JAKARTA, iNewsBogor.id – Staf Khusus Menteri Keuangan Bidang Komunikasi Strategis, Yustinus Prastowo angkat bicara soal Jusuf Hamka yang menagih utang negara sebesar Rp800 miliar pada PT Citra Marga Nusaphala Persada Tbk (CMNP).
Pembayaran yang dimohonkan Jusuf Hamka, menurut Prastowo adalah pengembalian dana deposito CMNP yang ditempatkan di Bank Yama, yang kolaps pada saat krisis tahun 1998.
Namun, pengembalian deposito CMNP tidak dapat dilakukan karena pemerintah mengganggap perusahaan tersebut terafiliasi langsung dengan Bank Yama yang dimiliki oleh Siti Hardiyanti Rukmana atau Tutut Soeharto.
“Maka ketentuan penjaminan atas deposito CMNP tersebut tidak mendapatkan penjaminan pemerintah karena ada hubungan terafiliasi antara CMNP dan Bank Yama. Sehingga permohonan pengembalian ditolak oleh BPPN sebagai lembaga yang dibentuk untuk melaksanakan penyehatan perbankan,” ucap Prastowo saat dikonfirmasi Kamis (8/6/2024).
Menurut Prastowo, CMNP tidak menerima keputusan BPPN, sehingga mengajukan gugatan untuk tetap memperoleh pengembalian deposito.
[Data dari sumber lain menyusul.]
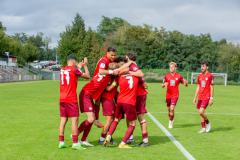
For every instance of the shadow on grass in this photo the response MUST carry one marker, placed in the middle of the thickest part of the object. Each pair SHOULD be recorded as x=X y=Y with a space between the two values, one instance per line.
x=153 y=140
x=186 y=125
x=219 y=129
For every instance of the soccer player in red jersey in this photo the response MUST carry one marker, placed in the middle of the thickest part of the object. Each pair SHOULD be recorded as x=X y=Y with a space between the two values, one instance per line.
x=109 y=103
x=68 y=98
x=92 y=92
x=172 y=81
x=140 y=102
x=204 y=94
x=126 y=104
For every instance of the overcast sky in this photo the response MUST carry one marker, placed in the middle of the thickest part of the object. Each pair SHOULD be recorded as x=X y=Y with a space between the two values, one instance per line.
x=220 y=18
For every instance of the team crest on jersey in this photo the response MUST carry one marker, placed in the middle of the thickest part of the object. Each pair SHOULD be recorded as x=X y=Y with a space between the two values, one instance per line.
x=102 y=65
x=172 y=82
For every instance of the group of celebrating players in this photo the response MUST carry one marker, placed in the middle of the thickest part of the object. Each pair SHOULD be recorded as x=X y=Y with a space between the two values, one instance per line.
x=118 y=86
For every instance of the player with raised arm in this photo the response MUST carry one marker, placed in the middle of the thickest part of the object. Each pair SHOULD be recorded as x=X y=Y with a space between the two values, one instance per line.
x=126 y=104
x=140 y=102
x=171 y=82
x=92 y=92
x=68 y=98
x=204 y=95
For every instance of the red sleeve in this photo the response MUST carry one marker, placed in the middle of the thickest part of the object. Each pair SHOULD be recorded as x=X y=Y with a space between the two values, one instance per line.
x=211 y=79
x=78 y=72
x=133 y=67
x=198 y=82
x=181 y=79
x=102 y=64
x=165 y=79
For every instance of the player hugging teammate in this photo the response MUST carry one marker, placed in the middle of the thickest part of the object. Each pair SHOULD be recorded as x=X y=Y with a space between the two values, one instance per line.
x=109 y=74
x=118 y=84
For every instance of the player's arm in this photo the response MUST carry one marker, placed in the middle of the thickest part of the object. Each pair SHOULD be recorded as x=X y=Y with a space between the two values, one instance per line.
x=165 y=83
x=138 y=73
x=124 y=68
x=211 y=94
x=110 y=87
x=185 y=82
x=196 y=95
x=86 y=73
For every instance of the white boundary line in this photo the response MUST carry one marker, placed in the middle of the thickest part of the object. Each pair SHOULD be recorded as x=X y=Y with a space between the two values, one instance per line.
x=171 y=137
x=194 y=113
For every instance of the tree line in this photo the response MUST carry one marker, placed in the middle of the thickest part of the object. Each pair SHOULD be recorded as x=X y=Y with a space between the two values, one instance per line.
x=27 y=48
x=155 y=47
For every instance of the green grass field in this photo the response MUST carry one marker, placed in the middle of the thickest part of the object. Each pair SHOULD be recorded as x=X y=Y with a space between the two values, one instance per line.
x=30 y=117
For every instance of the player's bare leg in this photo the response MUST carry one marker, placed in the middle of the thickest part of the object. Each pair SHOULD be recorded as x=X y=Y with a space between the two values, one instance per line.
x=171 y=116
x=131 y=138
x=85 y=127
x=143 y=124
x=112 y=129
x=109 y=120
x=204 y=120
x=97 y=110
x=128 y=133
x=76 y=144
x=62 y=125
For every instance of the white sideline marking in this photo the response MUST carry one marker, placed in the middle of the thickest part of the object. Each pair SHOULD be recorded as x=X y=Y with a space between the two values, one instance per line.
x=223 y=114
x=171 y=137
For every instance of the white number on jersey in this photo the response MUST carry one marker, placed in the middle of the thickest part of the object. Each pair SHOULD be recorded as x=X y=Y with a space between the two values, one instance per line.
x=65 y=72
x=100 y=77
x=130 y=81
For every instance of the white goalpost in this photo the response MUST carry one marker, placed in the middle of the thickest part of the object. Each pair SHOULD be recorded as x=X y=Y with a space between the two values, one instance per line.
x=220 y=75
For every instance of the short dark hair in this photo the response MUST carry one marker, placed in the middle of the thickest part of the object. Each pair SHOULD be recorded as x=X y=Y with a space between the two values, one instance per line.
x=120 y=59
x=132 y=56
x=111 y=49
x=204 y=63
x=71 y=57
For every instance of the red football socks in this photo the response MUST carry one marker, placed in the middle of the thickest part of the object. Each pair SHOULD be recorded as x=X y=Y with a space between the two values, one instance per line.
x=82 y=126
x=112 y=127
x=61 y=138
x=128 y=133
x=75 y=138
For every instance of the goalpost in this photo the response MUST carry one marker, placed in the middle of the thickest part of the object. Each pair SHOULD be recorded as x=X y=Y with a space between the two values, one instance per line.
x=219 y=75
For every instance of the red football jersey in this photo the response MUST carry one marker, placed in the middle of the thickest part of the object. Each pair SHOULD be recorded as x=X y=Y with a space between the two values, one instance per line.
x=204 y=81
x=110 y=94
x=128 y=85
x=102 y=64
x=133 y=67
x=173 y=81
x=97 y=85
x=68 y=83
x=141 y=89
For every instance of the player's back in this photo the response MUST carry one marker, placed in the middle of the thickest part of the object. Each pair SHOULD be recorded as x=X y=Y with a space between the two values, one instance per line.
x=128 y=85
x=97 y=85
x=102 y=64
x=68 y=84
x=173 y=81
x=204 y=82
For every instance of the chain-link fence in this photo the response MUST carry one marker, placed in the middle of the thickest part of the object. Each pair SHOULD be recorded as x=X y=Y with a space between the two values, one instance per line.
x=233 y=74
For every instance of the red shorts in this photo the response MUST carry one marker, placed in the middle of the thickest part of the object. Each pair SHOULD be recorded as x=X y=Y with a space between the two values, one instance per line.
x=141 y=104
x=202 y=104
x=68 y=109
x=108 y=107
x=171 y=101
x=86 y=102
x=128 y=109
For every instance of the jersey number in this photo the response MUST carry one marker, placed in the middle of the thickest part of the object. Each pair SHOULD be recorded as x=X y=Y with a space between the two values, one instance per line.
x=130 y=81
x=65 y=72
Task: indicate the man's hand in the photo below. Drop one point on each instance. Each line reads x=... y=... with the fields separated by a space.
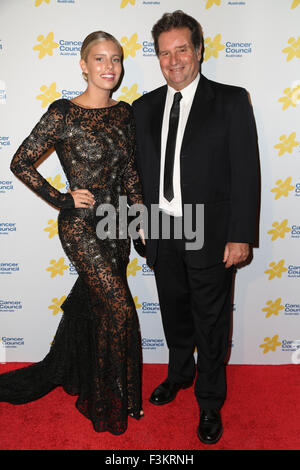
x=235 y=253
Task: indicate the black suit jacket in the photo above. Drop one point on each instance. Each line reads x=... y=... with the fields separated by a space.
x=218 y=164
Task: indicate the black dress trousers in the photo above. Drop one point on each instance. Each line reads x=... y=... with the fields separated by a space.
x=196 y=312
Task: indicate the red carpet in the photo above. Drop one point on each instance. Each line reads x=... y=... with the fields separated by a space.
x=262 y=411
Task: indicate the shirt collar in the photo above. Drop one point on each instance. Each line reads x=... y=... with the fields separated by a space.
x=188 y=92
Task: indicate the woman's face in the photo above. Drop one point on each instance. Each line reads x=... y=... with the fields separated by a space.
x=103 y=65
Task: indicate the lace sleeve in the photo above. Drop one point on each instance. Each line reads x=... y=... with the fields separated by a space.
x=45 y=134
x=131 y=178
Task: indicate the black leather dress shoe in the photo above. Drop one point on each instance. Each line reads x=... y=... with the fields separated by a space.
x=167 y=391
x=210 y=426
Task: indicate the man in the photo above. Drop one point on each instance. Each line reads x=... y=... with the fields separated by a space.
x=196 y=145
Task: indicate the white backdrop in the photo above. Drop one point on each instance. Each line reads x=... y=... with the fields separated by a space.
x=252 y=43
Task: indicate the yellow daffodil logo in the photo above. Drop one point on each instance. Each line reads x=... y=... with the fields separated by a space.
x=210 y=3
x=293 y=50
x=130 y=46
x=283 y=188
x=295 y=4
x=48 y=95
x=273 y=308
x=292 y=97
x=279 y=230
x=39 y=2
x=57 y=267
x=46 y=45
x=52 y=229
x=55 y=182
x=136 y=303
x=276 y=270
x=287 y=144
x=213 y=47
x=124 y=3
x=270 y=344
x=55 y=307
x=133 y=267
x=130 y=94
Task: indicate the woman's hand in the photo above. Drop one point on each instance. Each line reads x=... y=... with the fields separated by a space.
x=82 y=198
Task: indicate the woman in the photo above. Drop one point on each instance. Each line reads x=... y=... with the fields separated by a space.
x=96 y=352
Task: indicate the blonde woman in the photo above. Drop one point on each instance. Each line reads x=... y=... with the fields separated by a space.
x=96 y=352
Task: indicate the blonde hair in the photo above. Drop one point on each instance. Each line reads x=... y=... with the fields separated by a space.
x=94 y=38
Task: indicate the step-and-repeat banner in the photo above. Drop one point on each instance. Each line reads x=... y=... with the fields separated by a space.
x=254 y=44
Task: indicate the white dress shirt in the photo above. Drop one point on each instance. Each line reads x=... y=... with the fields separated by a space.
x=174 y=207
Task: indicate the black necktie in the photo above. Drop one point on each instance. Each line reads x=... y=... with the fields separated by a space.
x=170 y=147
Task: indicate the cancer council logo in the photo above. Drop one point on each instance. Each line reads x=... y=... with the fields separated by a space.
x=276 y=269
x=56 y=305
x=283 y=188
x=48 y=95
x=295 y=4
x=213 y=47
x=129 y=94
x=270 y=344
x=133 y=267
x=124 y=3
x=130 y=46
x=46 y=45
x=293 y=50
x=279 y=230
x=210 y=3
x=286 y=144
x=57 y=267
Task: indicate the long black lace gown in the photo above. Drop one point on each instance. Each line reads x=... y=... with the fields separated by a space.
x=96 y=352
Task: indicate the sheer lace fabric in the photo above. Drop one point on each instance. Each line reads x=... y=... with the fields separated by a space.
x=96 y=352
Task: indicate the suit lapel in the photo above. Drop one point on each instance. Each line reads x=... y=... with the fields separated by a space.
x=199 y=112
x=157 y=119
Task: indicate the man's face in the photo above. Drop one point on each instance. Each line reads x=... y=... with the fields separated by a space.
x=179 y=61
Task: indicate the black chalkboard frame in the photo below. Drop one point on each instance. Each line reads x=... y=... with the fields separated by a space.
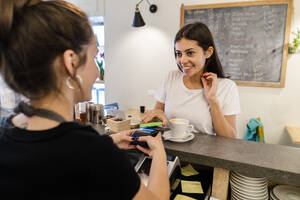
x=279 y=84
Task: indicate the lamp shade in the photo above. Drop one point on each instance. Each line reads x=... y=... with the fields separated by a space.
x=138 y=20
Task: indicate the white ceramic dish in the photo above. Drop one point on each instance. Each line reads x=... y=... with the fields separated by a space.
x=249 y=193
x=248 y=181
x=249 y=178
x=242 y=196
x=252 y=185
x=286 y=192
x=256 y=191
x=167 y=136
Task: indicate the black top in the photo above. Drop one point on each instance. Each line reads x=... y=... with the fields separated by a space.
x=70 y=161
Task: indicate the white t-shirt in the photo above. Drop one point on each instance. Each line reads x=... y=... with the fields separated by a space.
x=181 y=102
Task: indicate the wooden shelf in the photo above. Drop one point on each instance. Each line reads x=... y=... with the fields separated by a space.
x=294 y=133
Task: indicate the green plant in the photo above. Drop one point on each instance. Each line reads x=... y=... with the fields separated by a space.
x=101 y=69
x=295 y=43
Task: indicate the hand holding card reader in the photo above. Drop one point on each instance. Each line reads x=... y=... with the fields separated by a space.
x=147 y=131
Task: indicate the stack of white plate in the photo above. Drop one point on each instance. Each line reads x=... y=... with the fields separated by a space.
x=248 y=188
x=285 y=192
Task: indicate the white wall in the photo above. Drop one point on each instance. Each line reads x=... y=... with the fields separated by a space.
x=138 y=58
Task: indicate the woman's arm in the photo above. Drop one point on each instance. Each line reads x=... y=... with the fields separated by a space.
x=158 y=184
x=223 y=125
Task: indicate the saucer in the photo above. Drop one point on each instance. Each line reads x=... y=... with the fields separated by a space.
x=167 y=136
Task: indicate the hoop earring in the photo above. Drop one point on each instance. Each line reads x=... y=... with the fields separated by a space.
x=69 y=79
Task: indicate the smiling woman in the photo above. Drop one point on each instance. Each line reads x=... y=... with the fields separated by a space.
x=199 y=90
x=47 y=54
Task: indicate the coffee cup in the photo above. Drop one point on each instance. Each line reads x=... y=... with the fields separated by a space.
x=180 y=128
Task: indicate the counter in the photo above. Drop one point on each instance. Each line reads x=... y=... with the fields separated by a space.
x=276 y=162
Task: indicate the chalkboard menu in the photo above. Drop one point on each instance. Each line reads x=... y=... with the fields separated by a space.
x=251 y=38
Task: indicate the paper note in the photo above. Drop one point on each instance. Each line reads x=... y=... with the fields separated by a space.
x=183 y=197
x=188 y=170
x=175 y=184
x=191 y=187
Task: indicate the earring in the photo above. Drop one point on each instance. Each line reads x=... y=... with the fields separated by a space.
x=69 y=79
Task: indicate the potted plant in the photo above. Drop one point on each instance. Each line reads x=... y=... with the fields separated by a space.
x=100 y=66
x=295 y=43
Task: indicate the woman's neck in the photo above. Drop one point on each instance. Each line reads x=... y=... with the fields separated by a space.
x=193 y=82
x=60 y=105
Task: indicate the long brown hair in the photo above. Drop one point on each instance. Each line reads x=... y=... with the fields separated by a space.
x=33 y=34
x=199 y=32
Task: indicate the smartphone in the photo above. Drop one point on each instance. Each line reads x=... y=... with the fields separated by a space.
x=143 y=132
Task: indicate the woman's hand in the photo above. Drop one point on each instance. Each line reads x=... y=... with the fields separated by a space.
x=210 y=81
x=155 y=144
x=151 y=114
x=123 y=139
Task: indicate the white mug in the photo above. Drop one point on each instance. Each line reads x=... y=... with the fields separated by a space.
x=180 y=128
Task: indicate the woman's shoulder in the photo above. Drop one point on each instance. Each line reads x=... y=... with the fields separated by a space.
x=226 y=84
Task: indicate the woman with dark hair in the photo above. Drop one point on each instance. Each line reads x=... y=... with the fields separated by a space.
x=47 y=51
x=199 y=91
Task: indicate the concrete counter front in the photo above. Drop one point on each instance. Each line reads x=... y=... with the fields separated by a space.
x=276 y=162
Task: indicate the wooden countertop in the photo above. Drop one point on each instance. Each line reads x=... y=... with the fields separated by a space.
x=276 y=162
x=294 y=133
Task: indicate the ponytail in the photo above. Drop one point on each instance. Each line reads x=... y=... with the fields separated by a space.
x=33 y=33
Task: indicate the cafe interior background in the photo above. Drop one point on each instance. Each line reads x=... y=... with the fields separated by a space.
x=137 y=59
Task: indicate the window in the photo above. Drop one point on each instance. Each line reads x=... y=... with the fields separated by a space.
x=98 y=92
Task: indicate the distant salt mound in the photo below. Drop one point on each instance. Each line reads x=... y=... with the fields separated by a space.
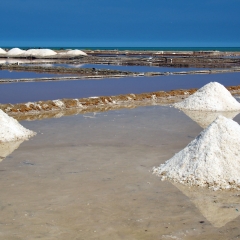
x=11 y=130
x=212 y=159
x=15 y=52
x=2 y=51
x=211 y=97
x=40 y=52
x=76 y=53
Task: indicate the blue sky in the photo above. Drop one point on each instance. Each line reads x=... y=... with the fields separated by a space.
x=123 y=23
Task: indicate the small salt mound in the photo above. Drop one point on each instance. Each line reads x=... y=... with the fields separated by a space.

Kendati demikian, gugatan tersebut dikabulkan, sehingga pemerintah dihukum untuk mengembalikan deposito beserta bunganya pada perusahaan Jusuf Hamka.
“Meskipun demikian, pembayaran deposito tersebut bukan disebabkan negara punya kewajiban kontraktual kepada CMNP. Hakim berpendapat bahwa Negara bertanggung jawab atas gagalnya Bank Yama mengembalikan deposito CMNP,” ujar Prastowo.
“Dengan demikian negara dihukum membayar dari APBN untuk mengembalikan deposito CMNP yang disimpan di bank yang juga dimiliki pemilik CMNP,” sambungnya.
Permohonan pembayaran utang pada perusahaan Jusuf Hamka, menurut Prastowo sudah direspon oleh Biro Advokasi Kemenkeu kepada lawyer-lawyer yang ditunjuk oleh CMNP. Kendati demikian, Kemenkeu tetap perlu berhati-hati dalam memenuhi hak CMNP.
“Mengingat putusan tersebut mengakibatkan beban pengeluaran keuangan Negara, maka pelaksanaan putusan tersebut harus memenuhi mekanisme pengelolaan keuangan negara berdasarkan Undang-Undang Keuangan Negara, terutama prinsip kehati-hatian,” tutur Prastowo.
“Untuk itu, perlu terlebih dahulu dilakukan penelitian baik dari sisi kemampuan keuangan negara dalam rangka menjaga kepentingan publik yang perlu dibiayai negara maupun penelitian untuk memastikan pengeluaran beban anggaran telah memenuhi ketentuan pengelolaan keuangan Negara,” pungkasnya.